After completing and stating the claimant's RFC, the ALJ gave the following analysis of his findings:
Physical restriction as described appears to be reasonable given the claimant's history of chronic back and abdominal pain, diagnostic and clinical findings as noted, and history of morbid obesity. . . . However, the evidence as a whole does not provide a basis for further restriction. The evidence documents limited treatment overall, and the claimant has failed to follow recommended and/or prescribed treatment measures, specifically with regard to properly adhering to medicinal therapies and in following up with specialized treatment. Aside from decreased lumbar flexion, range of motion studies are otherwise unremarkable and gait/station are normal. . . .
. . .
In conclusion, the undersigned is persuaded that the foregoing limitations contain all inferences regarding the claimant's impairments and the degree of severity thereof which are raised by the objective and credible evidence of record, and that further limitation is not warranted.
AR 19, 22.
The ALJ's request for the VE to review Dr. Stauffer's report and state any changes to the claimant's job options is further support for his conclusions. Following the hearing, the ALJ wrote to the VE requesting additional answers based on new medical evidence. The ALJ attached two reports, including one by Dr. Stauffer, each based on a consultative exam. The ALJ stated in the letter that this new evidence, which he received subsequent to the hearing, persuaded him "that the assessments of functional capacity attached to the above reports are accurate." AR 133. The ALJ asked the VE to reconsider his findings from the hearing in light of the attached evidence. AR 133. The VE responded that none of the jobs cited at the hearing would be eliminated after considering Dr. Stauffer's report. AR 133. At a supplemental hearing, a second VE affirmed, by stating no difference of opinion, that the jobs identified by the first VE accommodate the limitations found by Dr. Stauffer. AR 338.

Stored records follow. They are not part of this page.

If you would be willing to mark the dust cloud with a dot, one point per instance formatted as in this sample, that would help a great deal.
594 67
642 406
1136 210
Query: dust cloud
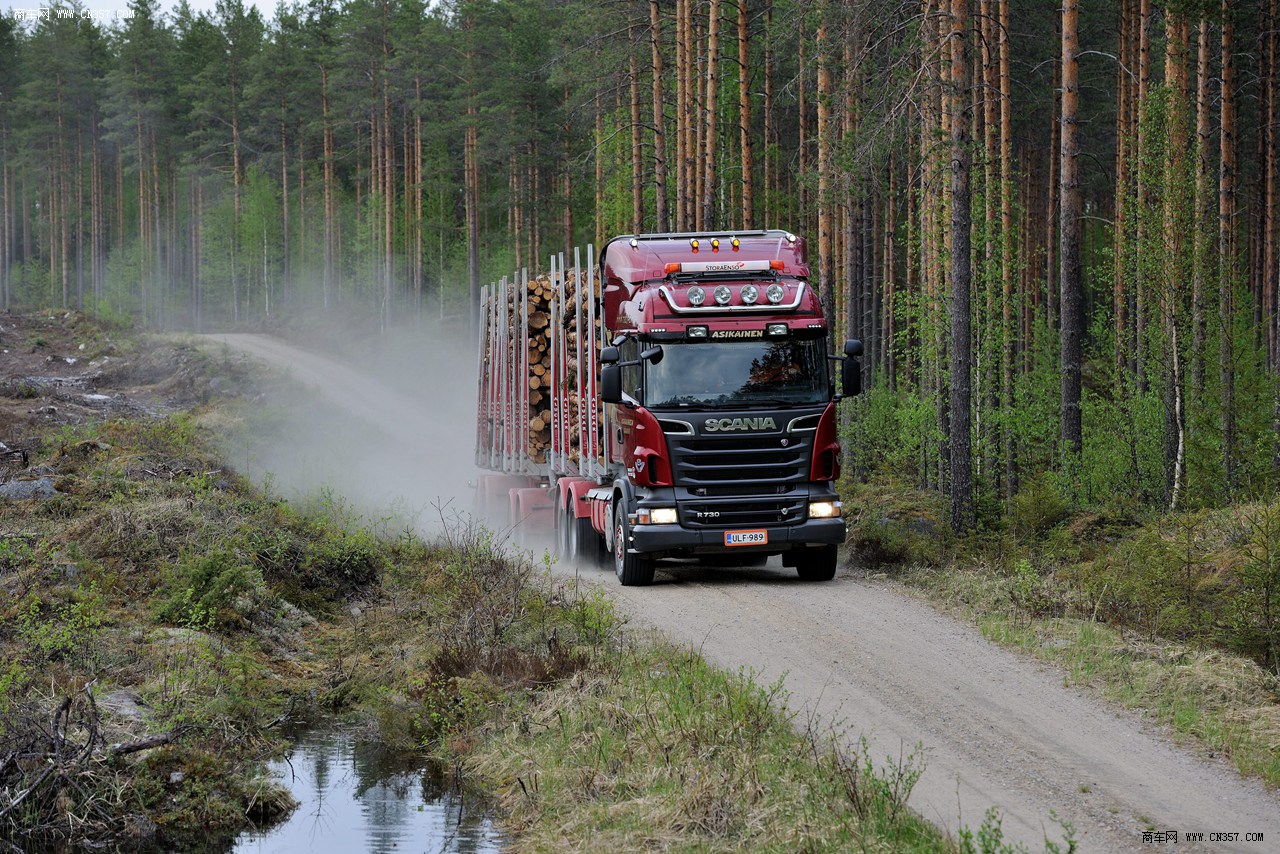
383 425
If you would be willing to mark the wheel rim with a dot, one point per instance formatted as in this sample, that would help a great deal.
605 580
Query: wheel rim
620 547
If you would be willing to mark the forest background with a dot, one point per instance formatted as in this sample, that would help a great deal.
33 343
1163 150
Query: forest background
1054 227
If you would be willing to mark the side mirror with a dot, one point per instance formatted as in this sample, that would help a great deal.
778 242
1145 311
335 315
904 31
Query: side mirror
851 369
611 383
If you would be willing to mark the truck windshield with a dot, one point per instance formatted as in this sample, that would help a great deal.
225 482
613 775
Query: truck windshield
739 373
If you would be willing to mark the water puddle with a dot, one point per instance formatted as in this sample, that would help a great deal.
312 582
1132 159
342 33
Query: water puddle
360 797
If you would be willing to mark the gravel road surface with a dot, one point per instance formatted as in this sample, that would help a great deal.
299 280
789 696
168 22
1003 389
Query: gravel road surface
995 727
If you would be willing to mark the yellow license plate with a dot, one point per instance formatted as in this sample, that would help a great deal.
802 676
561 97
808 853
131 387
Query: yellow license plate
746 538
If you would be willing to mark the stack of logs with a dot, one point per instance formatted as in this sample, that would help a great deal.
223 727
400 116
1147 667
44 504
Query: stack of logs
540 295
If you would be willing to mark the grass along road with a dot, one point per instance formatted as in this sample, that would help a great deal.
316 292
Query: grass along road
996 729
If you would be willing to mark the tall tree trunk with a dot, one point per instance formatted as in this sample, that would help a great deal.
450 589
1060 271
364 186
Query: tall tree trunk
682 188
1175 224
961 328
744 113
1006 252
826 261
708 214
1202 225
328 281
1073 209
636 138
1142 287
769 156
1120 231
1226 250
659 124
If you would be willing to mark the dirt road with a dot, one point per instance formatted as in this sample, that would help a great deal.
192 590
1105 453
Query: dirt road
996 729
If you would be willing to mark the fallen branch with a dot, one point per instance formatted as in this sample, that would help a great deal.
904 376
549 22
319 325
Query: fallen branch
30 789
141 744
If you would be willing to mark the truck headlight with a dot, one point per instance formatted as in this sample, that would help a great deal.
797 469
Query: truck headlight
824 510
656 516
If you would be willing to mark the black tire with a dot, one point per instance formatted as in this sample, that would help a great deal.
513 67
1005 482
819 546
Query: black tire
817 563
632 570
585 543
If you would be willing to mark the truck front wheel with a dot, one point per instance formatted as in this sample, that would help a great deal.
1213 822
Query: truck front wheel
817 563
632 570
586 547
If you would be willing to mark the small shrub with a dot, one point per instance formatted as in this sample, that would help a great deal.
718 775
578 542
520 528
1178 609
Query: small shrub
1036 508
214 590
60 630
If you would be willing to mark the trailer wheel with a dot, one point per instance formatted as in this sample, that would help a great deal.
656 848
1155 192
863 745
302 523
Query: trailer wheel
632 570
586 546
817 563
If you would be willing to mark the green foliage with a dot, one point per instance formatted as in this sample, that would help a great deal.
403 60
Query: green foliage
216 589
1036 508
62 629
1257 608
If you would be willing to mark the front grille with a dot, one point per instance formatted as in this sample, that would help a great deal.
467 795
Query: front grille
744 514
741 479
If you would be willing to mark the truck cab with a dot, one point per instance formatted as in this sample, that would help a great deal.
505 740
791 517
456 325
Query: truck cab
721 403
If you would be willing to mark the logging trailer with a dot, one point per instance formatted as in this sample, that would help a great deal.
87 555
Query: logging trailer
675 401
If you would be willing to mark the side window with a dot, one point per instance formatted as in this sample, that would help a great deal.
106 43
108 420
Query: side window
630 351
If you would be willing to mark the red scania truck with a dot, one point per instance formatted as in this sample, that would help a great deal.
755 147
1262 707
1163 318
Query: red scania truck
675 402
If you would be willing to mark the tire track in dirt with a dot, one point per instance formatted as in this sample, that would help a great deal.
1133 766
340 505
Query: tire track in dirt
996 729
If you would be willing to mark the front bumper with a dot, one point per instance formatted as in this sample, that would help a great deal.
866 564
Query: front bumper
673 539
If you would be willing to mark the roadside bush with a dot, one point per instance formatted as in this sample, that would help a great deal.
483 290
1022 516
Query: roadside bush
1256 610
59 630
890 524
214 590
1036 508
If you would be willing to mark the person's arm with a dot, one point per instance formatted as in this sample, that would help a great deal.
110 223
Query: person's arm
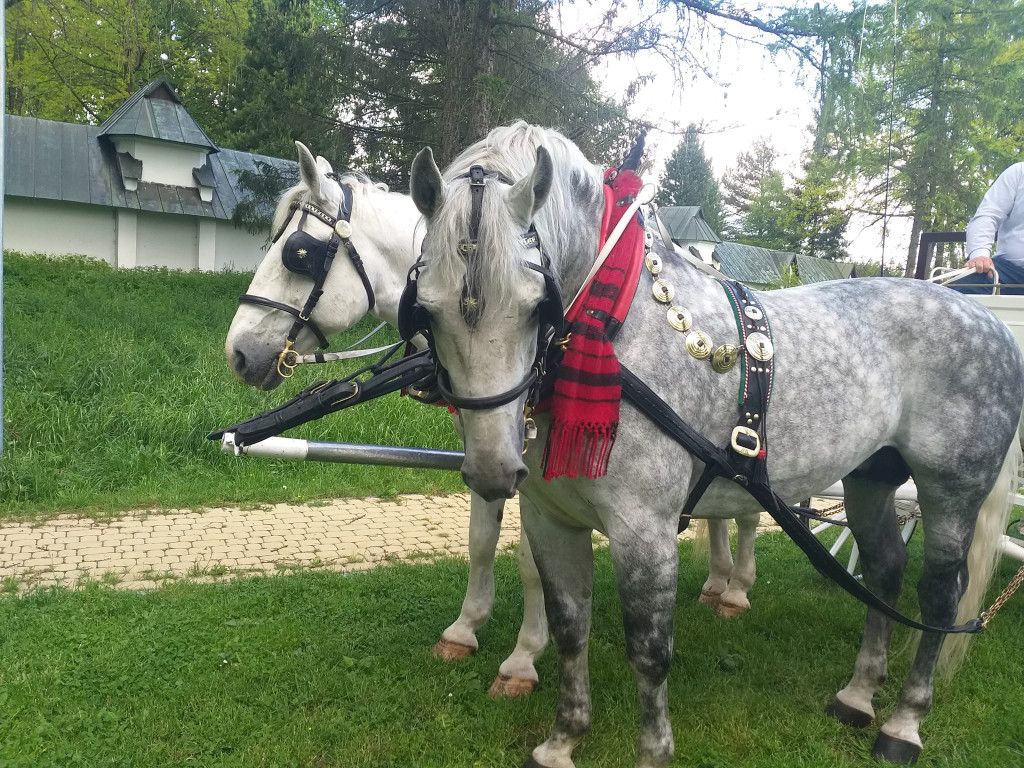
995 206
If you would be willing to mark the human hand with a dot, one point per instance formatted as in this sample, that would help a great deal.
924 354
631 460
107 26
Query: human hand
982 264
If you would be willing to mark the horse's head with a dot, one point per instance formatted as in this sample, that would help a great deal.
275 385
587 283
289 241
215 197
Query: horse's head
483 298
339 235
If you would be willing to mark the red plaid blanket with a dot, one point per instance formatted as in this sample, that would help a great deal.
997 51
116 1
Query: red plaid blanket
585 404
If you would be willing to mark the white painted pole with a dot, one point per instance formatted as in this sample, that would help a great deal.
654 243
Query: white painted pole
3 142
345 453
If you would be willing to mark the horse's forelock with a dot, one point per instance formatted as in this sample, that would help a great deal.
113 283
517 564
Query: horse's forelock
512 152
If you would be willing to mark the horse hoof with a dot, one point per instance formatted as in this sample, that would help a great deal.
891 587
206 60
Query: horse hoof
895 751
708 598
848 715
450 651
511 687
729 610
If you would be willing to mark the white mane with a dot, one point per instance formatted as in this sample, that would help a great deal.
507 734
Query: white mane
567 222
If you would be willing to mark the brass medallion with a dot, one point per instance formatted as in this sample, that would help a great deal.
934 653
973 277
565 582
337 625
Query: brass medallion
680 318
343 228
725 357
760 347
663 291
698 344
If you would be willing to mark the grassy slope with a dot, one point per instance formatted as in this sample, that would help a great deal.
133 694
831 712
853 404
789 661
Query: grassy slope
113 379
328 670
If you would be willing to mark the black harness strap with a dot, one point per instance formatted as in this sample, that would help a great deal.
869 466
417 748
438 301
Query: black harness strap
749 443
327 396
314 258
249 298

The medical evidence attached to the letter included: (1) a report of consultative exam by W.R. Stauffer, M.D., dated March 15, 2007; and (2) a report of consultative exam by B. Paul Carney, PhD., dated March 28, 2007.
Therefore, the court finds that the ALJ complied with the social security regulations and that he adopted the findings of the consultative examinations as far as they were consistent with the evidence in the record. Additionally, the court finds that the ALJ's decision is supported by substantial evidence in the record.
IT IS ORDERED that the Commissioner's motion for summary judgment (R. 11) is GRANTED. IT IS FURTHER ORDERED that the plaintiff's motion for summary judgment (R. 10) is DENIED.